2. Project Structure
   
4. How to Use and Test the Project
          4.1. Build and Start the Containers
          4.2. Test the API Endpoints
          4.3. Run the Tests
          4.4. Use Jupyter for Development
 
5. Database Setup
          5.1. Direct Table Creation
          5.2. Using Migrations
 
6. Database Development Best Practices
   
    8. Summary
   

1. About this Repository

This project demonstrates an end-to-end ML engineering workflow with database integration. You can train a machine learning model, serve it using a FastAPI application, store predictions in a PostgreSQL database, and experiment interactively with Jupyter Notebook – all within Docker containers. The project is designed to be reproducible and maintainable.

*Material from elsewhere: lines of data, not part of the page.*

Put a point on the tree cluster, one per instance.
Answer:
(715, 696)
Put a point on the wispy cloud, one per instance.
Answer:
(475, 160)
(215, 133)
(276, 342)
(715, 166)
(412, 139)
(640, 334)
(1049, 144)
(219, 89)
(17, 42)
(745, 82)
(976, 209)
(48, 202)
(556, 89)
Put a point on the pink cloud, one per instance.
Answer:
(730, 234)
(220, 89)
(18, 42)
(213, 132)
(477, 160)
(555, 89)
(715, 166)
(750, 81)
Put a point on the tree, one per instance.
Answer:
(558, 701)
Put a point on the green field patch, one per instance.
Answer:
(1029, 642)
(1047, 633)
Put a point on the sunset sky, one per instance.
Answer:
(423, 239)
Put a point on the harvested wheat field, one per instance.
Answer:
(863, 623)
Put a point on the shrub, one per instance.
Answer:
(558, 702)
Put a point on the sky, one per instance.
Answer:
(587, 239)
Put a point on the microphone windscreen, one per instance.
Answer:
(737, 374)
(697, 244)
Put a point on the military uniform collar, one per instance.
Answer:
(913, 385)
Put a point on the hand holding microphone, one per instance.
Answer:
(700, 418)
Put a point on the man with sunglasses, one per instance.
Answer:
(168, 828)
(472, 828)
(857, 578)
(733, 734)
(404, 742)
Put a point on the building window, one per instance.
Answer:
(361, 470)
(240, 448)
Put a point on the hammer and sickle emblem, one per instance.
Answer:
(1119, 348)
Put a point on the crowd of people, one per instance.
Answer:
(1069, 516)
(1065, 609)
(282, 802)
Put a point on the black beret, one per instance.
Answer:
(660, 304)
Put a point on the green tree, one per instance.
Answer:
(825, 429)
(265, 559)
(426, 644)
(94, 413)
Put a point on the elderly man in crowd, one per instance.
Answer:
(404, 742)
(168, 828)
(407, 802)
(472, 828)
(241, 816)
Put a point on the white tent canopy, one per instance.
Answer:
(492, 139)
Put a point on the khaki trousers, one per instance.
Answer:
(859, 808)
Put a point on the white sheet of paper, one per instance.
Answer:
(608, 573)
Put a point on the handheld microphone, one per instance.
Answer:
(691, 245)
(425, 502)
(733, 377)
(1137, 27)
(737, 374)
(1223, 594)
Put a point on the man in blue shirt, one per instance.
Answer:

The project provides a comprehensive learning resource with:

  • Core Application Components:

    • A well-structured FastAPI application with proper routing and middleware
    • Complete PostgreSQL integration using SQLAlchemy ORM
    • Properly organized database package with models, schemas, and CRUD operations
    • Dependency injection for clean, testable code
  • Docker Infrastructure:

    • Containerized services for API, database, and Jupyter notebook
    • Volume mounting for data persistence and code accessibility
    • Environment variable configuration for flexible deployment
    • Health checks and container orchestration
  • Development Environment:

    • Jupyter notebooks for data exploration and model development
    • Scripts for database setup and model training
    • Complete test suite for API endpoints and database operations
  • Documentation:

    • Extensive README files in each directory
    • Detailed explanations of architectural decisions
    • Complete setup and usage instructions
    • Best practices for database integration

This project follows clean architecture principles with a clear separation of concerns, making it an excellent reference for building production-ready machine learning APIs with database integration.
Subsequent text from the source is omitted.